Website alert: A news item, Face of 75,000-year-old Neanderthal woman revealed, alerted me to a BBC documentary. If you subscribe to Netlfix and are interested in how paleo-archeologists work, it is well worth watching. I loved a reenactment near the end in which a fearful young Neanderthal woman in need of help approaches an equally wary group of Homo sapiens.
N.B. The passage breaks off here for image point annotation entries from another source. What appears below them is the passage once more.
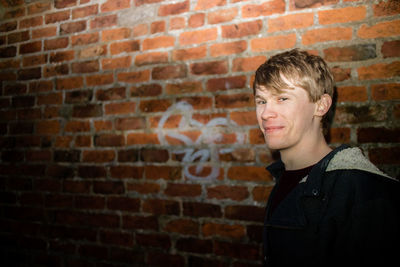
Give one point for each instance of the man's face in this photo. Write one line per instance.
(286, 118)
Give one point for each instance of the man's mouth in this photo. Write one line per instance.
(272, 129)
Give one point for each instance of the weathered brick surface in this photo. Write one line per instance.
(128, 127)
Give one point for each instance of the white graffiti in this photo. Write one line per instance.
(194, 151)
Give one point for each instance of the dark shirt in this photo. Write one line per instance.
(287, 182)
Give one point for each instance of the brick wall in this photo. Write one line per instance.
(128, 131)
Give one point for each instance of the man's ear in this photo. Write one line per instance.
(323, 105)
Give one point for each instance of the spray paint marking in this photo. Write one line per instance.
(210, 133)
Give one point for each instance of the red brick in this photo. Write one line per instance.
(112, 140)
(116, 63)
(248, 64)
(288, 22)
(157, 26)
(300, 4)
(234, 100)
(86, 11)
(158, 105)
(57, 17)
(120, 108)
(85, 38)
(222, 16)
(54, 44)
(185, 87)
(62, 56)
(31, 47)
(93, 51)
(44, 32)
(342, 15)
(386, 8)
(389, 91)
(104, 22)
(198, 37)
(264, 9)
(146, 90)
(115, 93)
(209, 68)
(142, 139)
(117, 238)
(38, 8)
(144, 188)
(194, 245)
(224, 49)
(326, 34)
(140, 222)
(242, 30)
(72, 27)
(158, 42)
(177, 23)
(245, 213)
(379, 71)
(124, 47)
(112, 5)
(218, 84)
(64, 3)
(196, 20)
(352, 93)
(100, 79)
(183, 190)
(151, 58)
(169, 72)
(154, 240)
(18, 37)
(34, 60)
(174, 9)
(381, 29)
(8, 52)
(391, 48)
(87, 111)
(115, 34)
(161, 206)
(189, 53)
(48, 127)
(182, 226)
(99, 156)
(273, 43)
(340, 74)
(223, 230)
(123, 203)
(237, 193)
(350, 53)
(31, 22)
(77, 126)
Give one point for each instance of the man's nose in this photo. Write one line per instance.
(268, 112)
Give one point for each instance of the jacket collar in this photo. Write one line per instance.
(293, 216)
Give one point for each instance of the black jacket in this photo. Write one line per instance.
(346, 212)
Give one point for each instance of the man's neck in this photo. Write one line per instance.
(305, 155)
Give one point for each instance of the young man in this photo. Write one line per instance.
(328, 207)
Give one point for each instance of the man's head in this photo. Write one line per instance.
(299, 68)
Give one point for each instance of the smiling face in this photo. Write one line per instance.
(286, 118)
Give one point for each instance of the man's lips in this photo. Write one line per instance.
(272, 128)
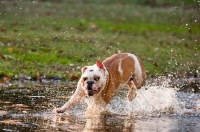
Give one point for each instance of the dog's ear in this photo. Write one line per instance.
(83, 69)
(100, 64)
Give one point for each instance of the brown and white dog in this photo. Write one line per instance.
(104, 80)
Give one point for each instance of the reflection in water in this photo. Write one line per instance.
(156, 108)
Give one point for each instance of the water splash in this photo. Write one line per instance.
(155, 99)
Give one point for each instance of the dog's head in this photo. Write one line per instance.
(93, 78)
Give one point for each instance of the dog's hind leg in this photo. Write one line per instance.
(132, 92)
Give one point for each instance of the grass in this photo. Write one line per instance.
(58, 38)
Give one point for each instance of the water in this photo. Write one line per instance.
(157, 107)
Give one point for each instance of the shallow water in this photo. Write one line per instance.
(156, 108)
Instead of the expected story of violence, it shows how the two species could have interacted peacefully—a happier thought than abduction and rape as the source of the Neanderthal DNA in most of us! A shortcut to the findings is a summary article at Science Direct: Archaeologists unveil face of Neanderthal woman.
Adrie and Alfons Kanriss, who created the model head of the older Neanderthal woman shown here, are twin brothers in the Netherlands who specialize in such reconstructions. They could in themselves spark an idea for fiction!
And speaking of fiction—for a long, thoughtful interview about four novels and a work of non-fiction, check out Five Books Imagining Neanderthals recommended by Rebecca Wragg Sykes. I have already heartily endorsed her own book, Kindred: Neanderthal Life, Love, Death, and Art as well as one of her picks, The Last Neanderthal by Claire Cameron. I'm glad to have more of her recommendations to my To-Read list.